Edit ModuleShow Tags

Art for equality

Power of civil rights movement depicted in Crystal Bridges exhibition



Barkley L. Hendricks, “What’s Goin On,” 1974, oil, acrylic, and magna on cotton canvas, 65 3/4 x 83 3/4”

Estate of Barkley L. Hendricks, Jack Shainman Gallery, New York

Frances Morris, director of the Tate Modern, says the “Soul of a Nation: Art in the Age of Black Power” exhibition at Crystal Bridges Museum of American Art depicts “the fierce beauty of the art of Black America from 1963 to 1982.”

Featured artist Dana C. Chandler Jr. calls it “one of the most important shows, at least in my mind, of this century.”

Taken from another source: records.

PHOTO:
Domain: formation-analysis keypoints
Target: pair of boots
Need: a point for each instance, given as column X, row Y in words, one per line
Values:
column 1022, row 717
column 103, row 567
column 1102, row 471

The exhibition, which opened Feb. 3 in Bentonville, Ark., features the work of 60 artists and includes 164 paintings, photographs, sculptures, and murals created during the height of the civil rights movement.

The Tate-curated collection, making its American debut, will be shown only at Crystal Bridges and at the Brooklyn Museum in New York. Some of its works reflect the political events and cultural influences of the time, while others focus more on the creative process itself.

“The artists in ‘Soul of a Nation’ were asking the most fundamental questions about their role,” Morris wrote in the introduction to the book of the same name, created in conjunction with the exhibition. “Should a work of art communicate a direct political message? Could it be abstract? Where should it be shown and what audience should be addressed?”

Chandler was among more than a dozen of the artists who attended the Feb. 2 preview and spoke during an opening-day symposium. Also speaking were London co-organizers Zoe Whitley and Mark Godfrey, both curators of international art at Tate Modern.

Lorraine O’Grady’s photographic collection of her performance art during a 1983 Harlem African-American Day Parade is the final installment in the exhibition, which runs through April 23. O’Grady, speaking during opening weekend, said she came to art later in life after studying economics at Wellesley and working for the federal government. She said she soon found that “the art world was a full and complete political arena to work in and against.”

Just how and how much their work should reflect the political and social climate of the day was debated in 1963 by 15 artists who called themselves, collectively, Spiral, Whitely explained. Meeting in the New York studio of Romare Bearden, they considered whether or not there was or should be “a Negro image.”

“They gave no single answer,” Whitely said, but in 1965 they did open a joint black-and-white exhibition.  Collages by Bearden and other works from the 1965 show introduce the exhibition at Crystal Bridges.

By the late 1960s, members of a group called AfriCOBRA were feeling a greater sense of urgency about a black art movement. Founding members included “Soul of a Nation” artists Jae and Wadsworth Jarrell, who attended the preview.

Wadsworth said he’d known African-American art from those decades eventually would be celebrated, but he “didn’t know [he] would still be living.” In its guiding principles, the group called for art that “shined” with the “Kool-Aid” colors of orange, strawberry, cherry, lemon, lime, and grape. Such a palette does shine in the AfriCOBRA portion of the exhibition, with paintings and screen prints by Carolyn Lawrence, Nelson Stevens, Gerald Williams and Wadsworth Jarrell.    

Such collectives are an important theme of the exhibition, and the artists who came to Bentonville acknowledged their longtime friendships and how they influenced and supported one another.

Artist and gallery founder Linda Goode Bryant said she and photographer Adger W. Cowans are both from Ohio, and he was “the first person I ever had a crush on. I was 8.”

Cowans, who started shooting when he was 15, said he attended Ohio University because Arizona State didn’t admit black students in 1958. He also said photography was generally difficult to get accepted then—for people of
any color.

“The first gallery I showed in was the first gallery in New York City to show photography,” he said. “It hasn’t been around that long as an art.”

Randy Williams, whose piece in the exhibition is called “Color in Art,” said he owes much to his collaboration with Bryant, who in 1974 opened the Just Above Midtown gallery in NYC.

“This is a powerful show that reveals the vastly different ways artists respond to the world around them,” said Lauren Haynes, curator of contemporary art at Crystal Bridges. She said she hopes visitors will leave “understanding that there is no one way to be a black artist.”

Many of the pioneer artists featured in the exhibition continue to work and teach.

“Right now my biggest problem is how to do everything at once, to continue to make the work,” O’Grady said. “I’m not living in the past.”